China MI308: "Not Forecasting More" After Q1; MI325 License "Submitted." When asked about the sustainability of China-related revenue, Lisa Su indicated that the Q4 MI308 sales "were actually from licenses approved following our work with the government," and that "those orders actually came in very early in 2025." Regarding assumptions beyond the first quarter, she stated plainly: "We expect about $100 million of revenue in Q1. We are not forecasting additional revenue from China beyond that because it's a very dynamic situation." She added, "We have submitted license applications for MI325."
Expense Leverage and Investment Direction: 2026 OpEx Growth "Should Be Slower Than Revenue." Addressing rising expenses, Lisa Su expressed "very high conviction" in the company's roadmap but indicated that operating leverage should materialize in 2026: "We should absolutely see leverage... in our long-term model, OpEx growth should be slower than revenue growth, and we expect 2026 to be that way as well." The CFO added that 2025 investment priorities focused on the "data center AI hardware roadmap," "expansion of software capabilities," and the "acquisition of ZT Systems to add system-level solution capabilities." She noted that 2026 will see "continued aggressive investment" but "revenue growth is expected to outpace operating expense growth."

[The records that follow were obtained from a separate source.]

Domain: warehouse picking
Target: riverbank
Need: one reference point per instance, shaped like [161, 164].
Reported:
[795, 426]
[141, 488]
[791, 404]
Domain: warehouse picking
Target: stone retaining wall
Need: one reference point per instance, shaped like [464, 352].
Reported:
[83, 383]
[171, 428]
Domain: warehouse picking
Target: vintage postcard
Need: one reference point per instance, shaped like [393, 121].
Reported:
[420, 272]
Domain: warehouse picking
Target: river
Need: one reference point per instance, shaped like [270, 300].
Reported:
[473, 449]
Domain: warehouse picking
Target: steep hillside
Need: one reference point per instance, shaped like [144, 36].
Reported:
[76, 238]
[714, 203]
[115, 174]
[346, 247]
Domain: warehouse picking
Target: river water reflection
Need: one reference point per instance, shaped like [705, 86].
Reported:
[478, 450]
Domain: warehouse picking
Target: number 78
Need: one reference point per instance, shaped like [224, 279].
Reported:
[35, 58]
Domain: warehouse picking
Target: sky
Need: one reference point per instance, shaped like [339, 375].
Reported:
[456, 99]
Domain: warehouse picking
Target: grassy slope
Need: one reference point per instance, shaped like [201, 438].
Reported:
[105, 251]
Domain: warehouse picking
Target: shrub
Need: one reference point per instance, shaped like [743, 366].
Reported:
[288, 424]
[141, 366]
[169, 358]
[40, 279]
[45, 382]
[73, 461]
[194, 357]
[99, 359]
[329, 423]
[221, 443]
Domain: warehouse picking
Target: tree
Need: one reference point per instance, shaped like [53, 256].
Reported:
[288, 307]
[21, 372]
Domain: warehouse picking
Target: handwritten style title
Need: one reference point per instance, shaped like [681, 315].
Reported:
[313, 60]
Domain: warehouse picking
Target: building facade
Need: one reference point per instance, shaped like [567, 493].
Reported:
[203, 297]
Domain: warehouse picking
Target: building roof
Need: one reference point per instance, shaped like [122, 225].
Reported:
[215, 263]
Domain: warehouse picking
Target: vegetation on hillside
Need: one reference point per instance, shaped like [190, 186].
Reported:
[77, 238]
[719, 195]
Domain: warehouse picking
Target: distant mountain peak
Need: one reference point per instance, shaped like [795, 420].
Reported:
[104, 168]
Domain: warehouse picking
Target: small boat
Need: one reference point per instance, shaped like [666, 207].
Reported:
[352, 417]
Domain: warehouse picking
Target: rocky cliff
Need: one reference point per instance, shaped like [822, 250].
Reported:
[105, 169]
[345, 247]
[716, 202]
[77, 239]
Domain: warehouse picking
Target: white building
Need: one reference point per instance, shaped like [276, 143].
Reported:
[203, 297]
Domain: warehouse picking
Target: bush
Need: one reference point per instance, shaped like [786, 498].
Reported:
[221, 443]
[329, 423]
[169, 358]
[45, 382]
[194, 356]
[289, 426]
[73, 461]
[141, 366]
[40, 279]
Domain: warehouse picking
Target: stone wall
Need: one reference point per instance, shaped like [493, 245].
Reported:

PC and Gaming: PC TAM Might See "Slight Decline"; Semi-Custom SoC to See "Significant Double-Digit Drop" in 2026. On the PC front, Lisa Su highlighted demand-side risks: "Based on everything we see today, we might see the PC TAM down slightly... given some inflationary pressures on commodity pricing, including memory." She stated the company's modeling for the full-year cadence is "second half slightly below seasonality relative to the first half." However, she simultaneously emphasized the market share narrative: "Even in a declining PC market, we believe we can grow our PC business... the focus is on the enterprise and continuing to grow in the higher-end, higher-price bands." Regarding the gaming segment, management expects the semi-custom business to be in the later stages of its cycle: the company stated that full-year 2026 semi-custom SoC revenue will "decrease by a significant double-digit percentage."